You're in luck, too. Line-by-line inspection of your helpful diff suggests that you've done everything absolutely right! Well, almost everything. You violate privacy encapsulation by directly calling _process_class(), which isn't great. Although Python 3.11 still has that private function, it now accepts way more parameters. Here's the same dataclasses logic in Python 3.11:

# Here's the Python 3.11 variant of `wrap()`:
    def wrap(cls):
        return _process_class(cls, init, repr, eq, order, unsafe_hash,
                              frozen, match_args, kw_only, slots,
                              weakref_slot)

# Here's the Python 3.9 variant of `wrap()`:
     def wrap(cls):
         return _process_class(cls, init, repr, eq, order, unsafe_hash, frozen)

Super-different, right? This means that your current approach, while extraordinarily clever, is also non-portable. Which isn't great.

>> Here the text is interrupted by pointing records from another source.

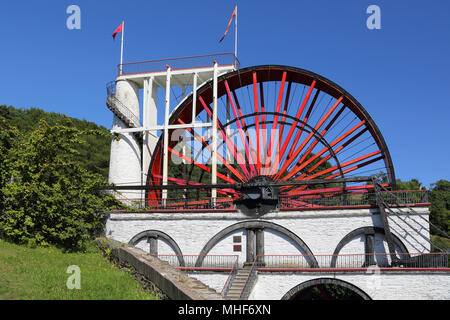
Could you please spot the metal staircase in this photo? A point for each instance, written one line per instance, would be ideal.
(119, 108)
(242, 280)
(386, 210)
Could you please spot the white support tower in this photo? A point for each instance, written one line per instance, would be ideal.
(130, 155)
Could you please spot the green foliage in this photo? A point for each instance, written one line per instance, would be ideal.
(439, 199)
(440, 205)
(40, 274)
(412, 184)
(93, 154)
(52, 198)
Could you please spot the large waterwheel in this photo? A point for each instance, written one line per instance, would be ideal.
(276, 124)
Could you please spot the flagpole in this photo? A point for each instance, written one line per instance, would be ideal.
(121, 47)
(235, 36)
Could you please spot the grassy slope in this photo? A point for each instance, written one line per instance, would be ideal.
(40, 273)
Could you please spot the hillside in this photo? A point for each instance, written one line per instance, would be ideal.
(94, 157)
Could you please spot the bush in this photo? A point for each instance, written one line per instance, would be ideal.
(51, 198)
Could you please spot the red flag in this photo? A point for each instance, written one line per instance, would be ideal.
(119, 29)
(229, 23)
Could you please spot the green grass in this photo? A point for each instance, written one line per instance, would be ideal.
(40, 274)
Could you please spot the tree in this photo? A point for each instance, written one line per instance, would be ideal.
(7, 135)
(52, 198)
(440, 204)
(412, 184)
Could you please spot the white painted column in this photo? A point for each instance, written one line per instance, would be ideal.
(166, 137)
(214, 137)
(194, 97)
(126, 150)
(149, 119)
(228, 131)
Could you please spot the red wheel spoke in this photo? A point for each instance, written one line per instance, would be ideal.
(275, 122)
(221, 159)
(241, 132)
(343, 165)
(303, 163)
(335, 152)
(255, 99)
(187, 183)
(305, 120)
(298, 115)
(300, 148)
(227, 141)
(263, 118)
(201, 166)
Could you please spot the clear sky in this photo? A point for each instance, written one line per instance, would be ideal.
(399, 73)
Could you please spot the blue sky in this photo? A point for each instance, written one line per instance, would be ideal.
(399, 73)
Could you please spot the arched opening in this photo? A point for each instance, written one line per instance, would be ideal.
(152, 237)
(255, 229)
(326, 289)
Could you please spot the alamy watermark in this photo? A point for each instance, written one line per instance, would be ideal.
(73, 21)
(373, 22)
(74, 280)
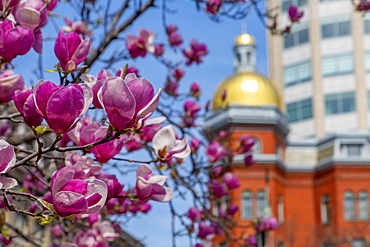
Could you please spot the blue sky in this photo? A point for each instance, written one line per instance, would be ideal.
(154, 228)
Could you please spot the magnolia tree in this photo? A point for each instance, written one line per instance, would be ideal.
(59, 135)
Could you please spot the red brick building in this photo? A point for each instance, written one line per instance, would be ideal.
(318, 189)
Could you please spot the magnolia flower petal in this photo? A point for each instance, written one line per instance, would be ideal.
(164, 138)
(143, 189)
(100, 187)
(158, 179)
(161, 194)
(67, 203)
(7, 155)
(8, 183)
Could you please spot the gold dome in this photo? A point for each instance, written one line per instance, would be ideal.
(245, 39)
(248, 89)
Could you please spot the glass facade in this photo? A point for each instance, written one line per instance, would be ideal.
(335, 29)
(285, 4)
(300, 110)
(297, 73)
(340, 103)
(337, 65)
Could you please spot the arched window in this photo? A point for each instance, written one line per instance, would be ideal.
(261, 203)
(247, 210)
(249, 54)
(325, 209)
(257, 148)
(349, 205)
(363, 205)
(280, 208)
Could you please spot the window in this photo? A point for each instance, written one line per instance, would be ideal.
(358, 243)
(363, 205)
(287, 3)
(335, 29)
(261, 203)
(340, 103)
(367, 62)
(296, 37)
(325, 209)
(349, 205)
(247, 204)
(257, 148)
(337, 65)
(352, 150)
(367, 26)
(300, 110)
(297, 73)
(280, 209)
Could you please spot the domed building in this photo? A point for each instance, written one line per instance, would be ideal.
(316, 188)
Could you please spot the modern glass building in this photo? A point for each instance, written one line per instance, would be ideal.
(322, 68)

An alternative approach would be to black-box this without violating privacy encapsulation. I'm thinking of code that is untested but is guaranteed to do something that might even work:

from beartype import beartype
from dataclasses import dataclass as dataclass_vanilla

def dataclass_beartype(cls=None, /, **kwargs):

    def wrap_beartype(cls):
        data_cls = dataclass_vanilla(cls, **kwargs)
        this_dataclasses_file = sys.modules[cls.__module__].__file__

        return (
            beartype(data_cls)
            if any(
                this_dataclasses_file.startswith(s)
                for s in BEARTYPED_DATACLASS_PREFIXES
            ) else
            data_cls
        )

    # See if we're being called as @dataclass or @dataclass().
    if cls is None:
        # We're called with parens.
        return wrap_beartype

    # We're called as @dataclass without parens.
    return wrap_beartype(cls)

dataclasses.dataclass = dataclass_beartype

Completely untested, but possibly works. Privacy is now preserved. Let's choose to believe my empty, hollow promises.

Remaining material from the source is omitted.